Regardless of basketball’s gendered glass ceiling, she blossomed right into a gifted baller throughout her youth. The WNBA didn’t but exist and boys usually monopolized the schoolyard courts till a battle freed them up throughout recess. Smith later performed on the Beacon College’s inaugural ladies’s crew. She finally discovered herself enjoying Division III basketball for Manhattanville Faculty whereas finding out sociology.
Halfway by Smith’s NCAA profession, the Sept. 11 terror assaults occurred. By her senior 12 months in 2003, the lifelong New Yorker questioned patriotism’s function in American society and sports activities because the nation invaded Iraq and Afghanistan and plunged into an countless battle within the Center East. So she turned her again to the nationwide anthem in protest.
All through the season, Smith continued her defiance with little resistance till Manhattanville confronted a service academy. Her opponents caught wind of her protest and so did an Related Press reporter. A crowd (or extra precisely, a mob) packed the stands decked with stars-and-stripes and jeered with a hostility unprecedented within the DIII ranks. The story exploded into nationwide headlines.
“For the remainder of the video games of the season, we had press at each single recreation — native, nationwide [and] worldwide press at each recreation,” mentioned Smith. “If that protest had occurred at a special time, it could not have ever been seen or gotten picked up. It was part of a really specific political and cultural motion that took off.”
Smith went professional after faculty, not in ball however in the direction of advocacy. She began with nonprofit work like grant writing earlier than organizing for the New York Civil Liberties Union (NYCLU). Her story resurfaced nationally greater than a decade later when NFL quarterback Colin Kaepernick additionally protested the nationwide anthem by famously taking a knee in opposition to racist police brutality. She offered a key voice within the dialog, which she calls an honor. In 2022, Manhattanville Faculty welcomed her again as a graduation speaker and granted her an honorary doctorate.
In the identical 12 months, she moved jobs. Throughout her time organizing for NYCLU, Smith felt at residence tackling social points like schooling, avenue policing and LGBTQ considerations. However all of them related again to drug use someway. She ceaselessly labored in parallel with the Drug Coverage Alliance (DPA), a company devoted to stopping overdoses and combating drug criminalization.

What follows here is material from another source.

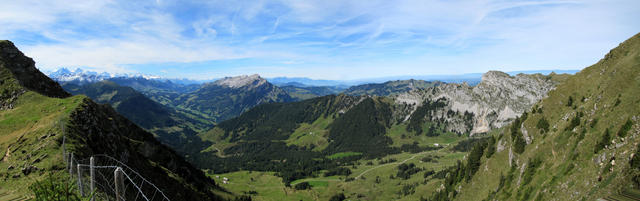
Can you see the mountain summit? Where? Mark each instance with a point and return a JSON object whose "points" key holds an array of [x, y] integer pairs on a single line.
{"points": [[38, 120], [250, 81], [229, 97], [22, 68]]}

When a spot for a New York State director opened up, Smith utilized and was appointed to the function.
“There are some points the place we don’t essentially have a robust opinion about,” mentioned Smith. “However medication and sports activities are two points the place most individuals have some very robust opinions that [are] fashioned by their very own private experiences, politics or faith. It’s very private. And each are sometimes utilized by very highly effective leaders on this nation to advance agendas.”
At the moment, Smith performs a key function in shaping drug coverage in New York because the state raised greater than $3 billion in opioid settlement cash from suing massive pharma corporations. So her battle continues, a long time after the ultimate buzzer. Smith says turning her again on the anthem goes past simply the now-vindicated 2000s anti-war motion.
“How I’ve talked about my protest over time has modified as our conversations about anti-oppression protests have modified,” mentioned Smith. “In 2001, it was post-9/11 anti-war and overseas imperialism. In 2012-2014, you could have the emergence of the Black Lives Matter motion. In 2016, you could have Colin Kaepernick and the resurgence of sports activities and protest and a special dialog about ‘shut up and dribble.’
“All of those totally different ways in which the dominant tradition has mentioned ‘get again in your home, democracy shouldn’t be for you.’ And the method was actually my coming of age option to discover my place to withstand that.”